Figure 6 presents the confusion matrix obtained by the proposed ensemble architecture on the validation dataset.
The area under the ROC graph is a measurable statistic for classification tasks with multiple threshold levels. An ROC curve is used for all potential thresholds to compare the true positive (sensitivity) against the false positive rate (1—specificity). The area under the curve (AUC) represents the degree of distinction. In contrast, the ROC is a probability graph. This indicates the effectiveness of the algorithm in discriminating between different classes. The model is more effective at differentiating between classes with diseased and healthy individuals with a higher AUC.
Figure 7 illustrates the graph of the ensemble model, which shows that the ensemble outperforms the other architectures by correctly classifying the five different classes.
Table 7 shows the ROC–AUC curve for the other fine-tuned models, where EfficientNet-B0 performs most satisfactorily by achieving a 0.97 macro-average score; the VGG-16 model trained with the coffee leaf disease dataset achieves a score of more than 0.96 for the macro-average score; ResNet-152 performs relatively well, achieving 0.96 macro- and micro-AUC scores; and MobileNet-V2 performs the worst among all the models by achieving a 0.84 macro-average score. Among all five classes, it scores lower for class 2 (miner), with only 0.86; the highest is class 3 (phoma), achieving 0.95 on average.
Table 8 shows the performance time of our proposed ensemble architecture and other fine-tuned models. This table shows that our proposed ensemble architecture is faster than other fine-tuned models, achieving 6.3 s in the training process.
DL algorithms are very complex and are referred to as black boxes since any justification does not support the prognosis. The visual prediction presentation is essential for establishing confidence in AI-based intelligent systems.
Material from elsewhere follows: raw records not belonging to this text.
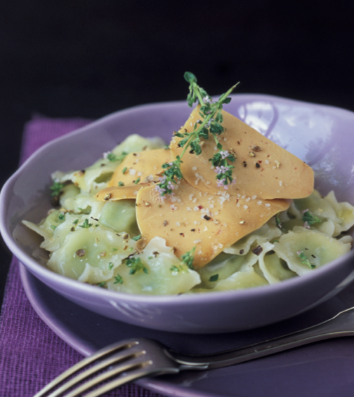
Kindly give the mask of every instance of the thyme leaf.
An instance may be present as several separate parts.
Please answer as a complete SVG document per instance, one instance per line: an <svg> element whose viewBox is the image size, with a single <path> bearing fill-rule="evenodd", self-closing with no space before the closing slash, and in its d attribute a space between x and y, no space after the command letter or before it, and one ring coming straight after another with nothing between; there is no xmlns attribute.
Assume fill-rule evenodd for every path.
<svg viewBox="0 0 354 397"><path fill-rule="evenodd" d="M192 133L174 133L175 136L182 138L178 145L183 148L183 151L173 161L162 165L164 171L159 177L159 182L156 184L156 189L162 197L171 194L177 183L176 180L183 178L181 164L183 163L182 158L187 150L196 155L201 154L202 152L201 139L207 140L209 135L211 135L216 141L218 149L213 157L209 159L209 161L215 167L218 187L223 186L226 189L230 184L235 181L232 176L232 170L235 167L232 163L236 160L236 156L234 153L223 150L223 145L218 142L217 135L220 135L225 130L222 126L223 105L230 103L231 98L228 95L237 84L231 87L217 101L214 102L206 91L198 86L197 78L192 73L186 72L184 78L190 83L189 93L187 96L188 105L192 107L195 102L198 102L200 107L201 119L195 123Z"/></svg>

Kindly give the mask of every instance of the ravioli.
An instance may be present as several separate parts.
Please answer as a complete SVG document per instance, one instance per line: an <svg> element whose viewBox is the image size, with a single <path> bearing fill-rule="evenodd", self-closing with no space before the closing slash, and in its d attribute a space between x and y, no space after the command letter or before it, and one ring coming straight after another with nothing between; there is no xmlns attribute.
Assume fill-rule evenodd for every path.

Figure 8 presents a visualization of images with feature maps extracted from the intermediate convolution layers of the ensemble model with different classes. Here, the model’s feature extraction capability as the convolutional network becomes deeper, from left to right, is presented. These feature maps show that the proposed network is effectively tuned to distinguish between diseases in coffee leaves. The first image is Cercospora, the second image is Healthy, the third image is miner, the fourth image is phoma, and the fifth image is rust. This section defines the size and number of features of the various fine-tuned CNN architectures used in this study. The CNNs and regular neural networks are identical. They consist of neurons with biases and weights that can be used for training. Each neuron processes a few impulses to conduct a dot product and may potentially perform non-linearity. In general, the parameters are weights that are learned through an activity. These include weighted vectors, which are modified during the backpropagation process and help the algorithm’s ability to anticipate outcomes.
Table 9 shows the parameter of the fine-tuned models used in this study. The best models that achieve higher accuracy are VGG-16 with 14 million parameters, EfficientNet-B0 with 4 million parameters, and ResNet-152 with 58 million parameters.